Labor Pains: Because Being in a Union can be Painful

Does UFCW Hate God?

Using the name of God to push a political agenda is by no means new — and by no means acceptable to most people. Yet some fairly callous and desperate officials within the United Food and Commercial Workers union have increasingly been using cheap allusions to God to hock their wares.

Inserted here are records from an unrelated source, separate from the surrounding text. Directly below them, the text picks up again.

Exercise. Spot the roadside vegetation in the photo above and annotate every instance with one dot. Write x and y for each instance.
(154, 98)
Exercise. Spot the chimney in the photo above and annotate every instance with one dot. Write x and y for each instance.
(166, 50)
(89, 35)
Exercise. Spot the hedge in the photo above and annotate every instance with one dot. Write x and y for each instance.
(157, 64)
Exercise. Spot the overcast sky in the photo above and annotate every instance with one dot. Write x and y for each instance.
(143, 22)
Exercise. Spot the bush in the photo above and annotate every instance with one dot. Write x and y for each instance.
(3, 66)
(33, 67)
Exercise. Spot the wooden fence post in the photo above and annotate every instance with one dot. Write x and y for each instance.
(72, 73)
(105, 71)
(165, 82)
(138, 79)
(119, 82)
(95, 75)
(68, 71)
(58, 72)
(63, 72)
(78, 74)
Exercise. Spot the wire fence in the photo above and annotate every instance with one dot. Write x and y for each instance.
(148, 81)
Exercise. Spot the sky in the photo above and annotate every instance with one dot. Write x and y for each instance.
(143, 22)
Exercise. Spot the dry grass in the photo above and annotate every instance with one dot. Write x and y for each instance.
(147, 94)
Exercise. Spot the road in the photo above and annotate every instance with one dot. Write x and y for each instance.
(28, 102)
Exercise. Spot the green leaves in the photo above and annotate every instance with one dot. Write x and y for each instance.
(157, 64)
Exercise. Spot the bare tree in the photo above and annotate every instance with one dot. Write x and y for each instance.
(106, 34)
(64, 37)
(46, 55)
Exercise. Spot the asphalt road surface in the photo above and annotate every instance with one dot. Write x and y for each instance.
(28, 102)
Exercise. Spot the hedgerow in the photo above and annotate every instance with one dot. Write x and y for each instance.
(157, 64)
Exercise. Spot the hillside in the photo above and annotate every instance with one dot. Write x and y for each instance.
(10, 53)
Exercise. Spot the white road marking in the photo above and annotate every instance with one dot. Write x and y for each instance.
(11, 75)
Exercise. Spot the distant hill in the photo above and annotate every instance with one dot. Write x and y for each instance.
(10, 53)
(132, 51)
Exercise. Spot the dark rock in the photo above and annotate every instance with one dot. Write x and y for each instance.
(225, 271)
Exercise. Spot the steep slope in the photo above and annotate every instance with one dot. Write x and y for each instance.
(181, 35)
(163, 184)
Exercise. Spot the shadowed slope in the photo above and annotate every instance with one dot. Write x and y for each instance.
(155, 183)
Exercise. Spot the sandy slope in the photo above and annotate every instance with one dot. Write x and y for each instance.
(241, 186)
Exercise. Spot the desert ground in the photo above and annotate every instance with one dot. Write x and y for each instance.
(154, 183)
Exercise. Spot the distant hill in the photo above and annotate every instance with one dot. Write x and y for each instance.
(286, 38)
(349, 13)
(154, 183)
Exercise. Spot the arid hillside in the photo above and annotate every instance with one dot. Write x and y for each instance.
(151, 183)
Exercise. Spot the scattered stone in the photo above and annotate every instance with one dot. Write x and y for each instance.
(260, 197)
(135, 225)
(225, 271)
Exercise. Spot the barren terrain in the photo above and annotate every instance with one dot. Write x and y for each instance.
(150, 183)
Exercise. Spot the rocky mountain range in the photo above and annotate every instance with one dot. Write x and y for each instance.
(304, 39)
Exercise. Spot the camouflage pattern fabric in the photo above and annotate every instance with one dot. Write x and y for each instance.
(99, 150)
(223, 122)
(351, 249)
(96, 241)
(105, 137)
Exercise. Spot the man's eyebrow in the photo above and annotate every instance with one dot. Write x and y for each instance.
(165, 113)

This weekend it was their ongoing anti-corporate campaign against the Smithfield meat company, when activists donned t-shirts reading “We pray for healing and justice at Smithfield, oh God.” How disingenuous. UFCW is trying to organize a giant plant for Smithfield — which has said it welcomes a union election at any time. UFCW strategists know they won’t win. Perhaps they can’t win because they’ve already offended the religious sensibilities of their would-be members.

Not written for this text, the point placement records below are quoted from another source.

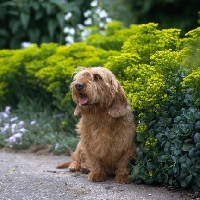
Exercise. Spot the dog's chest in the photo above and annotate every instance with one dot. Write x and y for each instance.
(102, 137)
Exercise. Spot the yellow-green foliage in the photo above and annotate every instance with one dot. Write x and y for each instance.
(46, 71)
(144, 87)
(192, 81)
(113, 37)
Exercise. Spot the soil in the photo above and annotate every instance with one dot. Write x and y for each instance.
(30, 176)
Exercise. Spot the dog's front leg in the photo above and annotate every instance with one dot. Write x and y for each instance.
(97, 174)
(122, 171)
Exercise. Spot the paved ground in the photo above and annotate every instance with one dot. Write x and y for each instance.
(28, 176)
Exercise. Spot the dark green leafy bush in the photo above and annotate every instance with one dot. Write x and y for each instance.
(163, 90)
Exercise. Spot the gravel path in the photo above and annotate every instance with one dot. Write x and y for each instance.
(28, 176)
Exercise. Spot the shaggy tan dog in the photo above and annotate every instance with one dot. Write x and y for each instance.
(106, 126)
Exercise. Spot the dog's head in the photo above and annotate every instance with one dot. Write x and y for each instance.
(97, 86)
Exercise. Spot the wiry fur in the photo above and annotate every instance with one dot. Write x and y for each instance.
(106, 127)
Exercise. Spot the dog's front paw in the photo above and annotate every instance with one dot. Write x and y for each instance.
(96, 177)
(75, 166)
(122, 179)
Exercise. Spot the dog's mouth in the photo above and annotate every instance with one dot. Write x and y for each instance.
(83, 100)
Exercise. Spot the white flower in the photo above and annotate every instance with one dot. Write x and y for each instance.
(88, 21)
(94, 3)
(21, 123)
(108, 19)
(5, 115)
(7, 109)
(33, 122)
(101, 25)
(69, 39)
(56, 146)
(14, 137)
(71, 31)
(87, 13)
(85, 33)
(13, 126)
(13, 119)
(5, 128)
(25, 44)
(80, 26)
(68, 15)
(103, 14)
(66, 30)
(23, 130)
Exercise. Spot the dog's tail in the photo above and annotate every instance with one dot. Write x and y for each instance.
(63, 165)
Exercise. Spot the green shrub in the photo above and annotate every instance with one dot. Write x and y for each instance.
(162, 86)
(113, 37)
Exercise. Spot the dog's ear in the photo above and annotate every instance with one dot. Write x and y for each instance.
(119, 102)
(77, 110)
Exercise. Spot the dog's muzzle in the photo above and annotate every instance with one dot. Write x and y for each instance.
(79, 86)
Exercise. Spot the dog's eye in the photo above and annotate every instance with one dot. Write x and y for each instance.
(97, 77)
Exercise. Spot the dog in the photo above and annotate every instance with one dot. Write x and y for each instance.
(106, 127)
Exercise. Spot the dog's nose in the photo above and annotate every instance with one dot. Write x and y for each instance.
(79, 86)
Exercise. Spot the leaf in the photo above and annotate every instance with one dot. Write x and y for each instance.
(51, 27)
(3, 33)
(182, 159)
(187, 147)
(198, 145)
(34, 35)
(197, 138)
(197, 115)
(60, 19)
(187, 181)
(197, 179)
(177, 119)
(197, 125)
(194, 152)
(25, 18)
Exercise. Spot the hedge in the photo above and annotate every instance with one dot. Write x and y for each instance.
(160, 72)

This “faith and justice” showing, while distasteful, doesn’t even reach the level of UFCW’s sacrilegious pre-Christmas ad campaign attacking Wal-Mart by asking “Where Would Jesus Shop?” I guess these are the kinds of campaigns you get from well-paid political hacks hired to run a no-holds-barred PR campaign.

I came across some thoughts from the Dustbury.com blog on the UFCW’s “WWJS?” campaign worth sharing: “I admit to being a bit perplexed by this ‘Where would Jesus shop?’ premise. I think we can safely conclude that JC opposed commerce in the Temple, but beyond that, it’s hard to be sure.” Later: “I rather strongly suspect that if the United Food and Commercial Workers had negotiated a contract with Bentonville that gave Wal-Mart Associates exactly what they’re getting now, we wouldn’t be seeing any of this.”